Hassan Bennett, 36, knew he didn’t do it. He’d spent the last 13 years in jail, researching the law and pouring over his own case. He’d been imprisoned for the murder of Devon English in 2006, accused of taking revenge after a poker game gone bad. This was his fourth time taking his case back to trial and his second time acting as his own attorney, and this time, it worked. The jury deliberated for 81 minutes and on Monday, acquitted Bennett of murder.

“I was sitting in the holding cell thinking, after five minutes, what’s taking so long?” Bennett told the Washington Post. “When the jury came in and they called me up, I already knew it was a not-guilty verdict.”

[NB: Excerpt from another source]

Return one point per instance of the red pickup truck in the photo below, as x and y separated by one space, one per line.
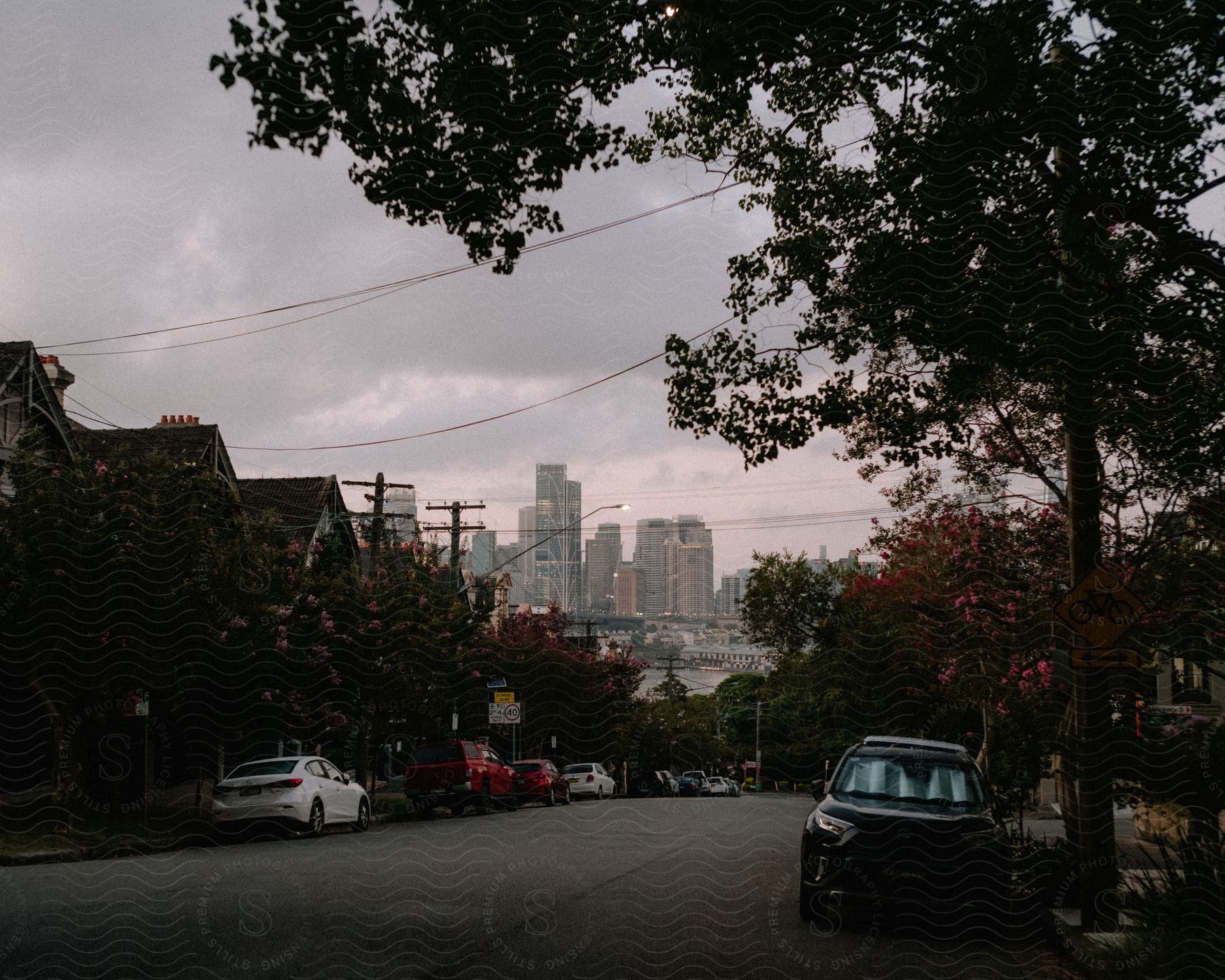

In their original statements, Bennett’s friends Corey Ford and Lamont Dade both identified Bennett as the shooter in the 2006 case that took English’s life, but they later recanted their testimony, saying it was coerced. Nevertheless, Bennett’s multiple attempts at proving his innocence came up empty. Finally, fed up with a court system that kept ruling against him, Bennett took the law into his own hands, against the advice of just about every conceivable authoritative subject.

“They told me, if you mess up here, your tail is done,” Bennett said. “Well, I’m not gonna mess up then. There is no room for error. This is the time you rely on yourself. They call it crunchtime in basketball, when the best player in the game gets the ball with five seconds left and it’s his last shot. He wins or loses on this shot. That’s how I felt.”

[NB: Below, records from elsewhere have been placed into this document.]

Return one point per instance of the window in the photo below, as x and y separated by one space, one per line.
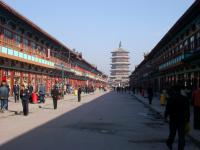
17 40
192 42
25 42
33 45
7 36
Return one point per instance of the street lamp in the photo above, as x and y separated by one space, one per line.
62 80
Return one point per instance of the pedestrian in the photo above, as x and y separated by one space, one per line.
196 108
177 109
16 89
55 95
79 94
25 95
42 92
150 94
30 88
4 92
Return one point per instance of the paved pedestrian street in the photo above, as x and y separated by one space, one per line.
103 121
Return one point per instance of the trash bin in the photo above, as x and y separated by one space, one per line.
34 98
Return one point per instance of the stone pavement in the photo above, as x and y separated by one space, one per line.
194 134
101 121
16 108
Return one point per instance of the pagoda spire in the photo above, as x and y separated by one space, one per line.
120 44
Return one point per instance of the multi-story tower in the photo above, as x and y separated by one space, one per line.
120 67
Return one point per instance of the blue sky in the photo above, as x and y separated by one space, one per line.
95 27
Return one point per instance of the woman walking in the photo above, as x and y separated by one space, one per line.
25 95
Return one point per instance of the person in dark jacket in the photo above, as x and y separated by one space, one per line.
4 92
55 95
30 88
79 94
25 95
178 111
16 89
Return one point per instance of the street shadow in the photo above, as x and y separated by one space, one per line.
56 134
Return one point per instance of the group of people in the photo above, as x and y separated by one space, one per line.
24 92
122 89
179 98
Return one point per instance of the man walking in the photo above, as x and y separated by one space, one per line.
178 111
42 92
30 88
25 95
4 92
79 94
16 89
55 94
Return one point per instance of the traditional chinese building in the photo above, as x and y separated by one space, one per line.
176 58
119 67
28 53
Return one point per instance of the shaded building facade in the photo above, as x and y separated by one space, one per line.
176 58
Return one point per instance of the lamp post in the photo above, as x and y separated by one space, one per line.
62 80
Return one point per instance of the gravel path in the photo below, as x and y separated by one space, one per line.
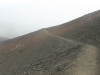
85 63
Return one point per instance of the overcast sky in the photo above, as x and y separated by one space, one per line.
19 17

Bennett studied law and focused his attention on Philadelphia homicide detective James Pitts, the man who obtained the witness statements that put him behind bars. In the years following Bennett’s conviction, Pitts had been accused of coercing statements ten times, and judges have vacated other convictions because of his misconduct. Pitts is currently on desk duty while the department investigates his many scandals.

Bennett figured that was as good a place to start as any. The first time he represented himself in court resulted in a hung jury, with all but one juror finding Bennett not guilty. Discouraged but not defeated, Bennett tried again. He refused to wear a suit, instead wearing his prison uniform as a way of signaling to the jury that he had nothing to hide. He cross-examined witnesses, submitted his own phone records and called people who could corroborate his alibis to the stand. He even called Pitts to the stand to accuse him of coercing the original statements.

And in the end, Bennett wasn’t surprised the jury declared him not guilty. A free man, Bennett says he’s interested in studying to take the bar and became a bonafide attorney.

“People from our neighborhood, from low-income neighborhoods, they don’t really know the law,” he told the Post. “But see, there are people from the legal community that don’t know about the low-income neighborhoods. They don’t know about ‘the hood,’ as they call it. I am that bridge.”